Overview of the Early Literacy Activity Center
The purpose of the Early Literacy Activity Center is:
- To promote early literacy skills; as well as
- Inspire children to explore and learn through self-discovery;
- Demonstrate the purpose of reading and writing and inspire children to explore;
- Demonstrate the purpose and power of print;
- Encourage social interactions and oral language development;
- Invite children to gradually understand print concepts;
- Provide practice with real life experiences that require reading; and
- Add an element of fun to the library – kids learn when they are having fun.
The Library of Virginia is using grant funds from LSTA (Library Services and Technology Act) to place at Early Literacy Activity Centers in public library buildings.
A video by Baltimore County Public Library will give you an ideal of the purpose and the model we are using to develop the early literacy learning stations.
Early Literacy Activity Centers will be placed only in those libraries that have expressed a desire to participate in the program.
- The Early Literacy Activity Center will be available in the children’s area during normal library hours.
- Some items will remain permanently in the Library and some will be on loan to the library. The Early Literacy Activity Center rotating materials will brought to the Regional Youth Services Meeting (March/April/May) and Youth Services Meeting in Richmond (August/September), and directors may pick up the materials for their Early Literacy Activity Centers at annual director’s meeting in Spring (Graves Mountain) or Fall.
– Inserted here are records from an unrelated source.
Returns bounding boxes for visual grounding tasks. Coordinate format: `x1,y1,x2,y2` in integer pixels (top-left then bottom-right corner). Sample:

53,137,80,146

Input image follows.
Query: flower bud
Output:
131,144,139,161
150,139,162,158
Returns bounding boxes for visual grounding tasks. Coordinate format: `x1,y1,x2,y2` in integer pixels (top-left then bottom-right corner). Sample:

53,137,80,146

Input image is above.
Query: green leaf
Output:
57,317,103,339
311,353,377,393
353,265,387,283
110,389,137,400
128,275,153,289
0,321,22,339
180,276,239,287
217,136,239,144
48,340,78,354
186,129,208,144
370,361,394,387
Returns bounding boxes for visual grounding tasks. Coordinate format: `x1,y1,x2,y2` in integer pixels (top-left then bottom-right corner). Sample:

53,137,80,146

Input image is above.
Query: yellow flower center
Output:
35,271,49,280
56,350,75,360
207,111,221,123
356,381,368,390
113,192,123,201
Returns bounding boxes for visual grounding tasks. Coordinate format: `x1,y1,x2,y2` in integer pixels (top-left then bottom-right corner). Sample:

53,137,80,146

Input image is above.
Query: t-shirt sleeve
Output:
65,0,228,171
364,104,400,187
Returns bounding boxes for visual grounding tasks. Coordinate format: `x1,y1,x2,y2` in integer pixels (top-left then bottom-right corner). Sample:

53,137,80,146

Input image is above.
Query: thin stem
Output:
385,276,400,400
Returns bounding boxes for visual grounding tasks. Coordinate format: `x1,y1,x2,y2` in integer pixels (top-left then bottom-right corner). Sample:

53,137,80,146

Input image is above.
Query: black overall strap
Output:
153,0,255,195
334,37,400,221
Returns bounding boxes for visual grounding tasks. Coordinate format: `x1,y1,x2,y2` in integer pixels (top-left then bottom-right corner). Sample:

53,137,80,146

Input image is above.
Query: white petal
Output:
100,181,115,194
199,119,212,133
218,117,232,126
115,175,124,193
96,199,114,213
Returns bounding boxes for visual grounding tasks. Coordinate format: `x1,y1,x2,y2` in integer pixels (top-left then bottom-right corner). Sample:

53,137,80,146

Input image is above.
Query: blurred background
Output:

- Libraries unable to bring materials or pick up materials will be expected to contact the Library of Virginia in advance to arrange for an agreed-upon method of picking up or delivering the materials. This may include mailing items to the Library of Virginia; delivering items to the Library of Virginia; or, having another library staff deliver materials. The Library of Virginia will make arrangements for getting your library its next materials for the Early Literacy Activity Center.
- All items are to be inventoried by the library before delivery to a new library. We recommend that all items be inventoried by the receiving library, also. After the tradeoff, libraries have two weeks to report any lost or damaged items.
- Items are to be cleaned on a regularly and frequently.
- Broken, worn and lost items are to be reported to the Library of Virginia in a timely manner.
- Items worn from normal use will be replaced by the Library of Virginia.
- Items maliciously broken or destroyed are to be replaced by the library. The Library may collect the cost of replacement from a library patron, if he or she is responsible for the damage. Items which cannot be replaced may be charged the retail price of the cost of purchase.
- Finally, the Library of Virginia reserves the right to remove items from the Early Literacy Activity Center in any library – without notification, and without cause
Items Which Stay in the Library
Storage Island – A double-sided storage and display table all in one. Birch hardwood with lacquer finish. Shelving includes space for 12 boxes. 27.25 inches high by 48 inches wide by 12 inches deep OR 8 Cubbie Storage Unit for Kaplan (70138) comes fully assembled. The unit is 30″H x 19.5″W x 15.5″ D. There are 8 slots on this one side unit.
Stand up Magnetic Design Center – Double-sided center features two giant magnetic write and wipe surfaces, plus a sturdy base. Wooden center is 21 inches wide by 32 inches tall OR a magnetic board which attaches to the storage unit.
Bookstand – Rugged no-tip stand features 4 angles shelves and sturdy side panels…with smooth edges and rounded corners. Bookstand measures 30.5 inches wide by 15.5 inches deep by 14 inches high. This is provide to limited amount of libraries
Search and Find Alphabet Bags – The alphabet bags give children a hands-on way to explore letter sounds- from A to Z! Each soft velour bag features a big, clear-view window that lets kids peek inside, plus lots of fun beads for children to search through. As kids sift through the beads, they discover irresistible objects that represent each letter sound – from an apple and anchor for A to a zipper and zebra for Z.
Foam Blocks – Blocks teach spatial relationships. This assortment of colorful shapes of high density foam may be stacked and quietly knocked down.